I looked at the big Z monogram etched in the smoked glass and felt my throat burn. Ai had given that to me. Tears blurred in my eyes as that little pilot light went out, and Ai was gone.

I tossed the flask and heard it smash on the floor. It didn’t matter. There wouldn’t be any tomorrow. Not for me, or any of us.

Reaching back out into the night, I found Vaggot again as my last vision began to seep into my mind. For a minute I was in the dark, and a rolling field began to form: dark hills covered in wet grass and fog. Wind rushed over me, moaning through trees somewhere far away, where there were no buildings and you could see the stars and the moon. The ground began to move, and I saw that the field in front of me was crowded with figures. A mob of misshapen heads bobbed and swayed against the moonlit sky like boiling, black water, and thousands of eyes stared back at me.

Mr. Vaggot, how soon?

Less than five minutes.

Five minutes. In five minutes, it would all be over.

I don’t want to die.
That was the last thing I sensed from him.

I’ve seen your future,
I assured him.
Believe me, you don’t want it.

Calliope Flax—Alto Do Mundo Penthouse

At the penthouse, I’d followed the signal until I came to a glass door in a long hall where a bunch of bodies sprawled out on the floor. They were decked out in body armor, weapons scattered around them where they fell, along with big chunks of safety glass that had been blown out behind them. The glass panel was gone, and the hall opened right out into open air where shredded drapes flapped in the wind. Snow blew in on a rush of cold air.
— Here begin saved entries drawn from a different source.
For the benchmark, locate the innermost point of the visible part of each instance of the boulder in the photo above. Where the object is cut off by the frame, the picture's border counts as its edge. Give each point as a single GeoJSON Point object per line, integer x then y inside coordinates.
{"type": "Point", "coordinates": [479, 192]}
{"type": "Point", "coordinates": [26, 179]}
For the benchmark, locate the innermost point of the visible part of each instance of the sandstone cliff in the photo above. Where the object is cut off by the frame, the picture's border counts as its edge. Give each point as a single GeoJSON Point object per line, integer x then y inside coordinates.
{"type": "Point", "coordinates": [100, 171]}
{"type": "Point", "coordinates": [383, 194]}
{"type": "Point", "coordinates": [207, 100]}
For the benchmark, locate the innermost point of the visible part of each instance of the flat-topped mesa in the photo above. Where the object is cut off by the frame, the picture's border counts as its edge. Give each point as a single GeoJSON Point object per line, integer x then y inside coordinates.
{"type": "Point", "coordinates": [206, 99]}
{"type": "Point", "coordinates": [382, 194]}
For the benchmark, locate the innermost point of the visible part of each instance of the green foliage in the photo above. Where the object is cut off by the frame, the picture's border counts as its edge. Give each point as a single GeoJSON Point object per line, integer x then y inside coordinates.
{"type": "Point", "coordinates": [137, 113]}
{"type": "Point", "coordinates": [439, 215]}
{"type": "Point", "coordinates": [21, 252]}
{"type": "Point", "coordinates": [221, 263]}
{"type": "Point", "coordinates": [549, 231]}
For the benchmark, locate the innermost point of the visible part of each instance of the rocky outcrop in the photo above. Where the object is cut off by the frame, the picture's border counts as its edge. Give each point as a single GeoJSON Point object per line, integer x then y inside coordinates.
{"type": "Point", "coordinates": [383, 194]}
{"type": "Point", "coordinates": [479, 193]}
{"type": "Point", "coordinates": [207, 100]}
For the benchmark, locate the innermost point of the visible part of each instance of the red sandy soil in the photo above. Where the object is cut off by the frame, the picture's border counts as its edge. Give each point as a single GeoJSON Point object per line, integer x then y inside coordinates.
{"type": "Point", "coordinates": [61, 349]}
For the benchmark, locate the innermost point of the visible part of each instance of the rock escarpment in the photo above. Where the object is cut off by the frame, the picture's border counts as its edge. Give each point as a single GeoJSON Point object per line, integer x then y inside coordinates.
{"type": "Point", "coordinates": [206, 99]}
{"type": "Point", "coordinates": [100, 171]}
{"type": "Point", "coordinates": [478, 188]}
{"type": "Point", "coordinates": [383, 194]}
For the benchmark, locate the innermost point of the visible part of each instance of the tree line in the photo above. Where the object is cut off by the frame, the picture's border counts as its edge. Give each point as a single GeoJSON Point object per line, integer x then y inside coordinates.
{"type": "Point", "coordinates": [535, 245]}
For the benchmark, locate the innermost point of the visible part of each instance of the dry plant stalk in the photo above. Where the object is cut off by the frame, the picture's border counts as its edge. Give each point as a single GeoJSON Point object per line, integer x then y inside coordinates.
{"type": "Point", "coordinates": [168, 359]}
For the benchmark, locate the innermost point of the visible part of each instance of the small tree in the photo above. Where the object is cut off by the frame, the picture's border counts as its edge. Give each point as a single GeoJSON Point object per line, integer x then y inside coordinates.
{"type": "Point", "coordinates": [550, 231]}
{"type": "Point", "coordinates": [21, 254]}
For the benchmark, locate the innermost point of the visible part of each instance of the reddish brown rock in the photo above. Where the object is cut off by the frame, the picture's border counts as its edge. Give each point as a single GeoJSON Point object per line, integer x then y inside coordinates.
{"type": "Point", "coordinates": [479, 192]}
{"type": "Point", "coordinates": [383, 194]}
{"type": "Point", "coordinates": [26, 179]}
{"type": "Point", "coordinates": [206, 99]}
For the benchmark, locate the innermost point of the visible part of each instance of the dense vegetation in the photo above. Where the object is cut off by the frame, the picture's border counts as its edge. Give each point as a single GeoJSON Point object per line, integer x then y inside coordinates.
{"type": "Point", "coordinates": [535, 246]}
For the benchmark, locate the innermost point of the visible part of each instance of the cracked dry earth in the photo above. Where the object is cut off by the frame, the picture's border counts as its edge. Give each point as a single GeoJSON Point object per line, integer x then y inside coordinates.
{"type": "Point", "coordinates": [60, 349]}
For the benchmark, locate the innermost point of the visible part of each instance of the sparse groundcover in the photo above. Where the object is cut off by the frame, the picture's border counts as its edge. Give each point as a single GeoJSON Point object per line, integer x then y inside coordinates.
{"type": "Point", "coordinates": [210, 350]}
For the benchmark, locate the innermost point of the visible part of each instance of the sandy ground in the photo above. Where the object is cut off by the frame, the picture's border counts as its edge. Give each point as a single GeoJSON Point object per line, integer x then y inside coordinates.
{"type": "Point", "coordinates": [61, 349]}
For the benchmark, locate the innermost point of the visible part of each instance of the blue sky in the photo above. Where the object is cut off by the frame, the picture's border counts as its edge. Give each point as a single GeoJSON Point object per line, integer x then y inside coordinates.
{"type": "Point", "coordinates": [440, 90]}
Past the bodies, I saw her; I knew that beak nose and bony neck the second I saw them. Her long, red hair blew in the breeze as she stared at some other little twerp with her, some freaky-looking Asian chick with a big head. They didn’t even look like they heard me as I picked up the pace and started toward them.

Halfway there, I heard something behind me. I stopped and spun around in time to see a small figure lunge. It was a spooky-looking girl with black hair and blue eyes. She had a metal baton in each hand.

You . . .

The bitch was fast. The air chirped and one of the batons hit my gun hand hard. Black blood popped from the back of it as the skin split open. I fired two rounds, but they went wild.

Error.

The word flashed as warnings scrolled about the damage to the dead hand. A piece of yellow bone stuck through the skin where she hit it, but there was no pain. Pins and needles ticked down my arm as I squeezed the grip harder and tried to steady the gun. She moved in again.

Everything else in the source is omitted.